Fate, Destiny, and Online Medicine
A recent Ask Metafilter thread has given me pause lately, partially because of my own involvement, and partially because of the outcome.
headspace posts this as her question:
You Are Not A Doctor: Three weeks ago, I got a nasty head cold that never quite went away. It’s now settled into my chest, and I have a chronic, slightly productive cough. Ordinarily, I would just wait it out, but I’m exhausted, can’t really get a full breath, and the stuff I’m coughing up tastes like bleach. I swear, I haven’t been inhaling or gargling bleach. I do have an appointment to see my doctor on Wednesday (the earliest I could get in,) but I was wondering if anyone else had had these symptoms and could tell me what caused them, so I can quit Googling medical conditions and diagnosing myself with lung abscesses and tuberculosis.
I hesitate to answer at first–I’m just a medical student, don’t know a whole, could be wrong and lead someone in the wrong direction–but I figure some information is better than none, and as long as I’m not definitive and make clear that I’m just a student, it should be okay. Having just finished pneumonias and respiratory infections, I remember that foul-smelling sputum is a sign of an anaerobic, gram-negative infection. The shortness of breath thing is concerning, but I don’t feel comfortable calling it a pneumonia. (“Can you still be walking around and be as sick as pneumonia?” I ask myself. All the pneumonia cases in class…people were really sick!) So, I post.
Later in the thread, a real live doctor posts in follow-up saying that I’m a bit off–he thinks it’s a fairly serious pneumonia, and that headspace needs to get to an ER before going septic (ie: get bacteria in your blood, and get really, really sick as your body freaks out in response). I feel a bit chided–this is the perfectionist in me–but it’s something I’ve got to get used to. I’m new at this, I don’t have experience, I don’t know all the answers, I’m learning. I will be wrong again. (This further makes me wonder if I should have posted in the first place.) I do, however, come away with a better understanding of mycoplasma pneumonia, also known as “walking pneumonia.”)
The whole post brings up issues of online diagnosing and malpractice that make me uncomfortable. Is it unethical to try to diagnose in the dark without all the data? Without actually seeing–that is, observing–the patient? Or is it unethical not to try to provide a diagnosis, or at least a recommendation that the patient go to their doctor or the ER? In this case, no one knew headspace’s age, exposure history, history of present illness, past medical history, social history, family history, sexual history.
But the more disturbing question, for me at least, comes from headspace’s follow-up:
Well, gram gets points for the diagnosis- I have bronchitis, and lots of lovely antibiotics and codeine cough syrup now, but ikkyu gets points for sending me to the doctor today. If I’d waited ’til Wednesday and felt any better, I probably wouldn’t have gotten the chest X-ray to rule out pneumonia, and they wouldn’t have found the mass that’s in my right lung. I’m a little shell-shocked, but better to find out now than when it’s too late.Thank you guys all for your good wishes and your suggestions, I really appreciate it.

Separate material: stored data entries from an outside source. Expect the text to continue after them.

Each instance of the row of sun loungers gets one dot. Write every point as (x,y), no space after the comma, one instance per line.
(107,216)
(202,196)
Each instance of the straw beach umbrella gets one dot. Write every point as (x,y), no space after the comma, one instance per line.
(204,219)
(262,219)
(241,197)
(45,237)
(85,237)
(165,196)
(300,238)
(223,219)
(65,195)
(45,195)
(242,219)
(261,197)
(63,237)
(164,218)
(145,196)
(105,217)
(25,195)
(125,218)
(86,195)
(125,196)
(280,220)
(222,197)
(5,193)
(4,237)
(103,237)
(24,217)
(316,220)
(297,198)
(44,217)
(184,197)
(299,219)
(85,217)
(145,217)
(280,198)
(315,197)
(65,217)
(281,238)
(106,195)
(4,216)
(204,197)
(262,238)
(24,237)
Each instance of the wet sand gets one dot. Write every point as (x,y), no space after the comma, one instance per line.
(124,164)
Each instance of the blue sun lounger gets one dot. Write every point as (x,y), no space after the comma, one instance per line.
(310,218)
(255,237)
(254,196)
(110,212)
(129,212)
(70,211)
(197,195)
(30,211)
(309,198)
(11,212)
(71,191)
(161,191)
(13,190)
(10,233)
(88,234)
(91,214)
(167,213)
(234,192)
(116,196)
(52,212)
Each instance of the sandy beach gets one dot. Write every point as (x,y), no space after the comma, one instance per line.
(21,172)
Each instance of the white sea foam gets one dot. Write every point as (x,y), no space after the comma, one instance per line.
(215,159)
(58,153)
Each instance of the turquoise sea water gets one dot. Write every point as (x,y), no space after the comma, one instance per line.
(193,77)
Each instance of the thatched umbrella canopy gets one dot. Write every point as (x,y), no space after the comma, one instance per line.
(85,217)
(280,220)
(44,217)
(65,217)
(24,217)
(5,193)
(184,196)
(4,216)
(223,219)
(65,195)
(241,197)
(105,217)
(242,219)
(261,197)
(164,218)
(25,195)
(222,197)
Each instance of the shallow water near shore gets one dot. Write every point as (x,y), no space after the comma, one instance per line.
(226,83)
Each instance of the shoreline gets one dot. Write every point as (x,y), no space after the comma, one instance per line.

It’s these freaky “what ifs” that have always bothered me. What if the doctor didn’t say headspace should have gone to the ER? What if she just took my advice, didn’t get the chest x-ray, and didn’t find out about the right lung mass until later? Is there something more to this than mere coincidence? Fate? Destiny? “Everything happens for a reason?” Or is this just random chance? The spiritual side of me prefers the former, while the medical side argues for the latter.
Doctors, like all other humans, are prone to being fallible. I’m confident that there are just as many good things that can and cannot be explained by simple reasoning, but if we were all to just consider which one it was all the time, then we’d lose our guard and forget about the good things that could be accomplished during that time. I say just be grateful that this occurrence resulted in the better rather than the worse and move on.
I’m not a doctor (a doctor’s daughter, so have seen some stuff others haven’t, but still not a doctor), but I’d always advise against giving diagnoses online. I’d ALWAYS tell someone to see their doctor. For a start only someone who has their history will know what else they might have had, what’s likely and any other details about them. As a medical student you’ve still only got a tiny amount of the knowledge… but even if you were a qualified doctor, you still wouldn’t be able to give a diagnosis in cyberspace.
By the way… if someone take some advice from someone – whatever the advice, whoever the person – the responsibility for the outcome is their own.
One thing that I have noticed during my pediatric training is that as a student I was always reluctant to diagnose things like pneumonia, pyelonephritis, etc. It was always easier to chalk things up to viral URI and send them home. The problem is that while training, even as a resident, there is always someone looming over your decisions to pick up the pieces. At some point, people will look to you for answers.
There was nothing inappropriate about offering advice to the individual. You made clear your level of training from the outset. It also forced you to make a decision in a vacuum.
The legal issues about possibly establishing a doctor-patient relationship in an online forum is where I am certainly not an expert.